What This Calculator Does
This tool converts a circle written in general form, \(x^2 + y^2 + Dx + Ey + F = 0\), into standard form, \((x - h)^2 + (y - k)^2 = r^2\). It does this by completing the square on both the x and y terms, then reports the circle center \((h, k)\) and the radius \(r\). Enter the three coefficients D, E, and F and the result appears instantly.
How to Use It
Match your equation to \(x^2 + y^2 + Dx + Ey + F = 0\). The coefficient in front of x is D, the coefficient in front of y is E, and the lone constant is F. Signs matter: in \(x^2 + y^2 - 6x + 8y + 9 = 0\), \(D = -6\), \(E = 8\), and \(F = 9\). If your equation has coefficients on \(x^2\) and \(y^2\) (like \(2x^2 + 2y^2 + \ldots\)), divide the whole equation by that number first so the squared terms have coefficient 1.
The Formula Explained
Completing the square on \(x^2 + Dx\) adds and subtracts \((D/2)^2\), and likewise \((E/2)^2\) for the y terms. Moving the constants to the right gives $$(x + \tfrac{D}{2})^2 + (y + \tfrac{E}{2})^2 = \frac{D^2}{4} + \frac{E^2}{4} - F.$$ So the center is \((-D/2, -E/2)\) and the radius is the square root of the right-hand side. If that value is negative there is no real circle; if it is zero the equation represents a single point.
Worked Example
Take \(x^2 + y^2 - 6x + 8y + 9 = 0\), so \(D = -6\), \(E = 8\), \(F = 9\). $$\text{Center} = \left(-\frac{-6}{2}, -\frac{8}{2}\right) = (3, -4).$$ $$r^2 = \frac{36}{4} + \frac{64}{4} - 9 = 9 + 16 - 9 = 16,$$ so \(r = 4\). The circle is centered at \((3, -4)\) with radius 4.
FAQ
What if the radius is imaginary? If \(\frac{D^2}{4} + \frac{E^2}{4} - F\) is negative, the equation has no real solutions and does not describe an actual circle.

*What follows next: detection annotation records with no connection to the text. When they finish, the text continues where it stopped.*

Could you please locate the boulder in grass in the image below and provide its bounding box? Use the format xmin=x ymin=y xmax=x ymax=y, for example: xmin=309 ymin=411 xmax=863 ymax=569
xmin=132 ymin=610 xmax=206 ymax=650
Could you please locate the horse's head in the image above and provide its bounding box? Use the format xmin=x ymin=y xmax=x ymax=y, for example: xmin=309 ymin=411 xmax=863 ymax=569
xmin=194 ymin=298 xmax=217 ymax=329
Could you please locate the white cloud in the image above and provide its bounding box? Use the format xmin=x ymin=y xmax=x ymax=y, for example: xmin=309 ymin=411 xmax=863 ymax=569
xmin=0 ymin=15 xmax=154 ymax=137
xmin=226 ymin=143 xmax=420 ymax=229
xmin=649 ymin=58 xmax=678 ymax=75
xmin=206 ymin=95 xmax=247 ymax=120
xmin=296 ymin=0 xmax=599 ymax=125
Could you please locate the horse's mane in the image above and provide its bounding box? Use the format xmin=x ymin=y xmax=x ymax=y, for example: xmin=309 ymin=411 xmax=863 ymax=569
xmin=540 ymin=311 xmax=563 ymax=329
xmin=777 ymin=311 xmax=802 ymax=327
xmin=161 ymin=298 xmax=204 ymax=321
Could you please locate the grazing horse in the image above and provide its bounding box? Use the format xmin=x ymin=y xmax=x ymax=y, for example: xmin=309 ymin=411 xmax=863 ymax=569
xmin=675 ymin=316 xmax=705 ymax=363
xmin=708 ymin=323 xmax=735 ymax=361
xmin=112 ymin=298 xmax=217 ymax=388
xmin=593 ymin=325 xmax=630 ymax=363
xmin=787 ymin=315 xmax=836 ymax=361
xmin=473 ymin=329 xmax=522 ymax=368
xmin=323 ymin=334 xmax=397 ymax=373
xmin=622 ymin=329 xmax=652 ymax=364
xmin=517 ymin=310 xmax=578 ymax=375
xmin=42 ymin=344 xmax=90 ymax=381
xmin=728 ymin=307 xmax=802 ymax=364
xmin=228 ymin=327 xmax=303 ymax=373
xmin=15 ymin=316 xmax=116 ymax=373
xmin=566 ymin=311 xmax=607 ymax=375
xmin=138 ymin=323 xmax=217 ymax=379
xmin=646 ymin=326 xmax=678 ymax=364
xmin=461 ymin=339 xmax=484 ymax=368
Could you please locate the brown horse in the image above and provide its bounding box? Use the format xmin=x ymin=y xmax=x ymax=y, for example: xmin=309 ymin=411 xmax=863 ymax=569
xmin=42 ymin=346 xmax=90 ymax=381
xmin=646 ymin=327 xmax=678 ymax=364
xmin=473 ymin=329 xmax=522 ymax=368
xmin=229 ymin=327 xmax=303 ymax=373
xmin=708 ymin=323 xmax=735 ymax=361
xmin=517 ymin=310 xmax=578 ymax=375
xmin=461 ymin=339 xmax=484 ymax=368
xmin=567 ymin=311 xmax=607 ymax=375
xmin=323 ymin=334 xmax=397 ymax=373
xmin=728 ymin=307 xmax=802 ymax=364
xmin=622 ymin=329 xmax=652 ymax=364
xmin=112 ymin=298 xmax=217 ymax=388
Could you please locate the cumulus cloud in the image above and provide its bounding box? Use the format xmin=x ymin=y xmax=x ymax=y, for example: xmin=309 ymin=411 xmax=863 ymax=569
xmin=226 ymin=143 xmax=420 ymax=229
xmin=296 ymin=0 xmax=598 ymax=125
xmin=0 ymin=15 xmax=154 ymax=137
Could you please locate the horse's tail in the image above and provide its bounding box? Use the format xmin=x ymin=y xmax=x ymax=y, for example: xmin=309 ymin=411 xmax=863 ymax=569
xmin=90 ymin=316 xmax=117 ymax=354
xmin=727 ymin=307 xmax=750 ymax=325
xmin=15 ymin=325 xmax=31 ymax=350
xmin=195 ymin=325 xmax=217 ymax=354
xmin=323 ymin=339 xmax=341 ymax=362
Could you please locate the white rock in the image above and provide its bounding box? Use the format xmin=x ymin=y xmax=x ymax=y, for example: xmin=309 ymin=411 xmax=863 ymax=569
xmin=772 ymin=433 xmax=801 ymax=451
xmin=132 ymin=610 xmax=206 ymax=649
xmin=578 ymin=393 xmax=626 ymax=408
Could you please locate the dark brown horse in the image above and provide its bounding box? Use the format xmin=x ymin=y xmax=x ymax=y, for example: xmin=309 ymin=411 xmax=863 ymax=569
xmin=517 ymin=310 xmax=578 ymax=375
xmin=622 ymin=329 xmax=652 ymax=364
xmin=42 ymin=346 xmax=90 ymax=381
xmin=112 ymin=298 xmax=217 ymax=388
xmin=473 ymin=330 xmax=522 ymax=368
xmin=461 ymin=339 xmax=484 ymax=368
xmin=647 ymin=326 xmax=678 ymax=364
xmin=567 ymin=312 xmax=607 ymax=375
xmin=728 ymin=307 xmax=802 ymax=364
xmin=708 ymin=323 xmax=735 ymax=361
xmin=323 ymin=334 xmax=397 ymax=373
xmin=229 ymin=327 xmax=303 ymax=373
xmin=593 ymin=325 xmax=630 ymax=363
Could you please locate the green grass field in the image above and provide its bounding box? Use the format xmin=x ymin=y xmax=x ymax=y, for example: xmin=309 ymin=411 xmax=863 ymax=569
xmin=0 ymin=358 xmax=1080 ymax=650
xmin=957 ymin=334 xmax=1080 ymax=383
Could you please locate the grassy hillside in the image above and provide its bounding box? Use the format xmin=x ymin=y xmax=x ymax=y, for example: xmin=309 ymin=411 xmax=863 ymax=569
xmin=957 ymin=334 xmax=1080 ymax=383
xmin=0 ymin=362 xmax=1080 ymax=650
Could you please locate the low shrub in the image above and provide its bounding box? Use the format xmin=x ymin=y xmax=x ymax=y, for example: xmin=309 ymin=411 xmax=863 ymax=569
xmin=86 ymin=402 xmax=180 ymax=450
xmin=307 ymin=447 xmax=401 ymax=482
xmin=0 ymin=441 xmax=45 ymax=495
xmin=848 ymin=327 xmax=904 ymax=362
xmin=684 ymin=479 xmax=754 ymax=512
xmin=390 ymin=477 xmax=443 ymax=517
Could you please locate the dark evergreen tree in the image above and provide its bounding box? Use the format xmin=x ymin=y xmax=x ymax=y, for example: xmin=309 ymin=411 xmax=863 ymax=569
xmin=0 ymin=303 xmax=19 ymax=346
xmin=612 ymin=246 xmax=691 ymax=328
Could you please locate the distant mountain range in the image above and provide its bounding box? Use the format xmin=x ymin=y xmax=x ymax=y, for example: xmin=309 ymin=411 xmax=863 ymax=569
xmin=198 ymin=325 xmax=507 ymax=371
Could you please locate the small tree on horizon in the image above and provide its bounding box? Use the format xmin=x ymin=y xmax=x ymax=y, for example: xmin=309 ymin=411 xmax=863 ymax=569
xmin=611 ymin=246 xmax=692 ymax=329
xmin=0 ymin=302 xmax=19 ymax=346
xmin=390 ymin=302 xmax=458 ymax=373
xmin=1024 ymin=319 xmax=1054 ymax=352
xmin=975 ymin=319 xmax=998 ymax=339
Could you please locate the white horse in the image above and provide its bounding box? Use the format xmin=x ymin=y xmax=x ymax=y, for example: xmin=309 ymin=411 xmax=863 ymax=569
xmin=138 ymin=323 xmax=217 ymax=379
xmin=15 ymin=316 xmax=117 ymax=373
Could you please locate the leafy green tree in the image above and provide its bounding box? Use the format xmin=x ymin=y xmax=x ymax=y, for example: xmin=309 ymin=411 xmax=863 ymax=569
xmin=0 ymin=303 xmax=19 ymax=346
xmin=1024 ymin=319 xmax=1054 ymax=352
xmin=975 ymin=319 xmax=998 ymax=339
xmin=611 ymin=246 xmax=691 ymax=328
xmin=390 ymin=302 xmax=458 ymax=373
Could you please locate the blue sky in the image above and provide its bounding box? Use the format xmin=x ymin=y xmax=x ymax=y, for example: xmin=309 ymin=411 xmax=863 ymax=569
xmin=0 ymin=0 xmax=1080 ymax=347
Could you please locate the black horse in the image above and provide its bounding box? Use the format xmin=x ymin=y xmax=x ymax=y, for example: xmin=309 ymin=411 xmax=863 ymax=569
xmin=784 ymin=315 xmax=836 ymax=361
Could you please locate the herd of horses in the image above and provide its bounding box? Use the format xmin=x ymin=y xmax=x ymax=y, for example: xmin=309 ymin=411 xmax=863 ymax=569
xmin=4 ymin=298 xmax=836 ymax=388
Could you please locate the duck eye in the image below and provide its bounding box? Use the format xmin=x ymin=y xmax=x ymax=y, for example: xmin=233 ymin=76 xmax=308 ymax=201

Can the center be at the origin? Yes — when \(D = 0\) and \(E = 0\), the center is \((0, 0)\) and \(r = \sqrt{-F}\).
Why divide by the leading coefficient first? The formulas assume the \(x^2\) and \(y^2\) coefficients are both 1, which is the defining property of a circle in general form.